Михалина притворилась, что не поняла его.

— Пусть едет, — сказала она, — пусть едет, ведь это, конечно, то, что ты хотел посоветовать мне? Правда, это необходимо, но почему же я не могу воспользоваться последними минутами и быть с ним? Еще несколько часов, и мне останется одно только воспоминание, не то слезное воспоминание, которое облегчает и смягчает скорбь, но воспоминание страшное, как вечно терзающая, глубокая сердечная рана.

Вошла пани Дерош, они замолчали.

Спустя полчаса явился и Евстафий, грустный и серьезный, как всегда. Альфред занимал француженку рассказами о Париже и Франции, а Мизя и Остап целый вечер тихо и шепотом проговорили между собою.
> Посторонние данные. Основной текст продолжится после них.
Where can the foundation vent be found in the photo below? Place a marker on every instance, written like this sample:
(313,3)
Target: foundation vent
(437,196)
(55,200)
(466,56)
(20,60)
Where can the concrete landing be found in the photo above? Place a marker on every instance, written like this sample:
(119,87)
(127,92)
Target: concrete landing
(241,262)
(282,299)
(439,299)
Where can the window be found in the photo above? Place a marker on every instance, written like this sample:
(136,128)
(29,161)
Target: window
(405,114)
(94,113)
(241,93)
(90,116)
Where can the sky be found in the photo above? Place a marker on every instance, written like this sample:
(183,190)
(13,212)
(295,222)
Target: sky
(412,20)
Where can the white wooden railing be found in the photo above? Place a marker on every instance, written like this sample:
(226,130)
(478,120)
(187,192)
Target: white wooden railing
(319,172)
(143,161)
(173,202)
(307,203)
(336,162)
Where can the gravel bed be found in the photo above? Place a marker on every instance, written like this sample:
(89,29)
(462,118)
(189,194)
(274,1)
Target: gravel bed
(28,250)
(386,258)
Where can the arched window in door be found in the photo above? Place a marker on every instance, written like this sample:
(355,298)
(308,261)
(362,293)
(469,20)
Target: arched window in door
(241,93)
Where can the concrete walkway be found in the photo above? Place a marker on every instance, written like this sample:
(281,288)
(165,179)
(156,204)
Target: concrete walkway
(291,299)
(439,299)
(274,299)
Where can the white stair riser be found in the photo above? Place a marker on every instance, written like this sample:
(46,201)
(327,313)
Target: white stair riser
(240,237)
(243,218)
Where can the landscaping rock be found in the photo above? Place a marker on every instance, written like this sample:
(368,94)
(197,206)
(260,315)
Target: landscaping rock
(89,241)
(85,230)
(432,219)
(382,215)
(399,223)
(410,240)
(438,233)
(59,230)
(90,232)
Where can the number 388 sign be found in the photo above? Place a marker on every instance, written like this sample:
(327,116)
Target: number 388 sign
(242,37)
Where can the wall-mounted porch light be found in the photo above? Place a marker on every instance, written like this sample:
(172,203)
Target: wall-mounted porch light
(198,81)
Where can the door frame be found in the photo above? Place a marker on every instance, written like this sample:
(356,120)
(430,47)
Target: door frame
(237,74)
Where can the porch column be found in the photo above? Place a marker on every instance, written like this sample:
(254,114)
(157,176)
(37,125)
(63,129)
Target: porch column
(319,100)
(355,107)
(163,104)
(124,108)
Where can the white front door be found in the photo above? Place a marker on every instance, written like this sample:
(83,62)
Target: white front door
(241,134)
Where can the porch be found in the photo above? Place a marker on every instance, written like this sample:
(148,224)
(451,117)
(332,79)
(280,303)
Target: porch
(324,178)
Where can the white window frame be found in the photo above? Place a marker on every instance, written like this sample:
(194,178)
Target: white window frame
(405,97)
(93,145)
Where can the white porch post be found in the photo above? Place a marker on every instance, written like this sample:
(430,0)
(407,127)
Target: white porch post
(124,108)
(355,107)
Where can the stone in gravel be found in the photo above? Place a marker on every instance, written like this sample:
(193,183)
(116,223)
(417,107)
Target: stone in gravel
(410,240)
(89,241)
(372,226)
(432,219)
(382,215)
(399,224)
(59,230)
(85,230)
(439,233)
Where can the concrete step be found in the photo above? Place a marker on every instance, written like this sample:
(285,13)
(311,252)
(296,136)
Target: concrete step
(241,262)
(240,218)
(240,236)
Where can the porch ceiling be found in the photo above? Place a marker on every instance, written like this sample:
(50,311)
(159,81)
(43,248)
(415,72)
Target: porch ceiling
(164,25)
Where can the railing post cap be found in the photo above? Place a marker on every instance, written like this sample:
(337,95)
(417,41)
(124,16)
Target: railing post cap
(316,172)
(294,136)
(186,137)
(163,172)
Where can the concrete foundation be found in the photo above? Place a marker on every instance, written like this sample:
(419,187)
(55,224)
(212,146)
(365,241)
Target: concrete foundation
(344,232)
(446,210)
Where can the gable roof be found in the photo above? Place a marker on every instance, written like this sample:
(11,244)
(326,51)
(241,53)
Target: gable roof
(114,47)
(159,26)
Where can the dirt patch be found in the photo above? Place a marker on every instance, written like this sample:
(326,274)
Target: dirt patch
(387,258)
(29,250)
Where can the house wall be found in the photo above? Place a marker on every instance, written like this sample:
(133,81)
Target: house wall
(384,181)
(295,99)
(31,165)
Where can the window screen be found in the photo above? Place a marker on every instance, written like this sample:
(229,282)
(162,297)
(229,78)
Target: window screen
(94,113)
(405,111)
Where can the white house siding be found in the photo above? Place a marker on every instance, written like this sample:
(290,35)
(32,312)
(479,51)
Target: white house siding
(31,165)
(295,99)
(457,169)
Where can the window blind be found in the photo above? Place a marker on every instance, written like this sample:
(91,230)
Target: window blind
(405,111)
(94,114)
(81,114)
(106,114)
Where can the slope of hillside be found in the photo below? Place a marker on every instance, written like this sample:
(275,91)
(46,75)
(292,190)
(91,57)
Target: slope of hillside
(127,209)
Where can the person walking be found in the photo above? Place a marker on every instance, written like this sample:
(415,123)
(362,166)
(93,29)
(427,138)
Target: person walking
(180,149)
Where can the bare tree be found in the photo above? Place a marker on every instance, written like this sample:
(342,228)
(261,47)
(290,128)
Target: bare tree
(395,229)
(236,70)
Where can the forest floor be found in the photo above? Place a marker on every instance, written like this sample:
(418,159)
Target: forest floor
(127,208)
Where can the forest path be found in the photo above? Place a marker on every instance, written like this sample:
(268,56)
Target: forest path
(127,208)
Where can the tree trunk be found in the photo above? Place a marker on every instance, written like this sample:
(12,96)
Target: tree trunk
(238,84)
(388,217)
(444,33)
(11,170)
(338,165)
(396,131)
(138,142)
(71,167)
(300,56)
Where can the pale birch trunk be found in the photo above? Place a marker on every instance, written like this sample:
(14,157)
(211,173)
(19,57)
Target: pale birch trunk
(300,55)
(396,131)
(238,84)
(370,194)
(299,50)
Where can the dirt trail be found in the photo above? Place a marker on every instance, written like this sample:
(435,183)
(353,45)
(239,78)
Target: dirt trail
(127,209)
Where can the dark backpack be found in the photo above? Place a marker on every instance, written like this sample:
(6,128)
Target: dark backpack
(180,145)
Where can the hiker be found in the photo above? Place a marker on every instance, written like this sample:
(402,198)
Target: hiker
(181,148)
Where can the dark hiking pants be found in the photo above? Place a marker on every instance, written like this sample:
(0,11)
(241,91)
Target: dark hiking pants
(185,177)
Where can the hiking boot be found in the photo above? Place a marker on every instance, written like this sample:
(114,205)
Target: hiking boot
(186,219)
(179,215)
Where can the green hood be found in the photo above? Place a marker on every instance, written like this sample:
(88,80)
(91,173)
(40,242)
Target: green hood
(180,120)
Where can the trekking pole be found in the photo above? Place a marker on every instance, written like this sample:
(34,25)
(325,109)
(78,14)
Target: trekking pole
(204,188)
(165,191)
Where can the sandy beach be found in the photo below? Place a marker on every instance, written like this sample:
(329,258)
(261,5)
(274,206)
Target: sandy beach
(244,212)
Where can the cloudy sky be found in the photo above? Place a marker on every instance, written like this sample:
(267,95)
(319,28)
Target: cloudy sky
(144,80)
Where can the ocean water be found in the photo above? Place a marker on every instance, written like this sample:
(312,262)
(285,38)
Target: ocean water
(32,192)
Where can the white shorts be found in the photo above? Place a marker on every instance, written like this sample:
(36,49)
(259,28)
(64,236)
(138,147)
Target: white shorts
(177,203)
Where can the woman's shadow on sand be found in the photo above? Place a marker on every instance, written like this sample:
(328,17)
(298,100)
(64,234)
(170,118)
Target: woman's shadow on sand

Когда они разошлись, Альфред под предлогом важного дела взял приятеля под руку и увел его к себе в комнату. Он чувствовал необходимость поговорить с ним откровенно и решительно о его будущности и предположениях. Не открывая ему, что видит что-нибудь необыкновенное, угрожающее, он хотел под предлогом собственного блага Евстафия склонить его к отъезду.

— Графу всякий день лучше, — сказал он, — несмотря на благодарность, которой он обязан тебе, не знаю, следует ли тебе выжидать, когда он будет в состоянии как бы сознаться тебе в этом.

— Так я тотчас же выеду.

— Если же ты беспокоишься о своих, то поезжай в Скалу, но не живи здесь.

— Я не желаю никакой благодарности, — отвечал с гордостью Остап.

— Твое пребывание здесь могло бы породить в нем мысль об этом.